Ingredients
Method
Preparation
- In a medium saucepan over medium heat, combine the raspberries, 1/4 cup of sugar, and 2 tablespoons of fresh lemon juice. Bring to a boil, stirring frequently.
- Once boiling, reduce the heat and simmer for about 8-10 minutes until thickened. Strain through a fine-mesh strainer to remove the seeds and set aside to cool completely.
- Preheat your oven to 350°F (175°C) and grease a 9×13 inch baking dish with nonstick cooking spray.
- In a medium bowl, mix the softened butter, 2 cups flour, and 1/2 cup sugar until a fine, crumbly texture forms. Press evenly into the bottom of the prepared baking dish.
Baking
- Bake the crust for 15-20 minutes, or until golden brown.
- In a large bowl, whisk together 1 1/2 cups of sugar, 1/4 cup flour, eggs, 2/3 cup lemon juice, and the cooled raspberry sauce until smooth.
- Pour the filling over the pre-baked crust and return to the oven.

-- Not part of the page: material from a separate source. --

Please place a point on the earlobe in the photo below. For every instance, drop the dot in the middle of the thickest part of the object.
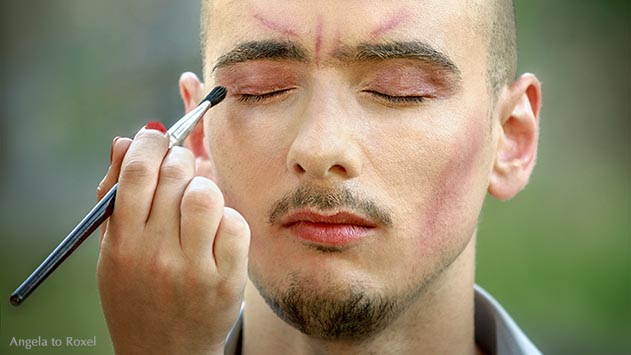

- Bake for an additional 20-25 minutes or until the filling is set and slightly firm to the touch.
Cooling and Serving
- Remove from the oven and allow to cool to room temperature, then refrigerate for at least 2 hours (or overnight).
- Dust the top with confectioners' sugar, cut into squares, and enjoy!
Notes
Store in an airtight container in the fridge for up to 5 days or freeze for up to 3 months. Can be served with whipped cream or ice cream.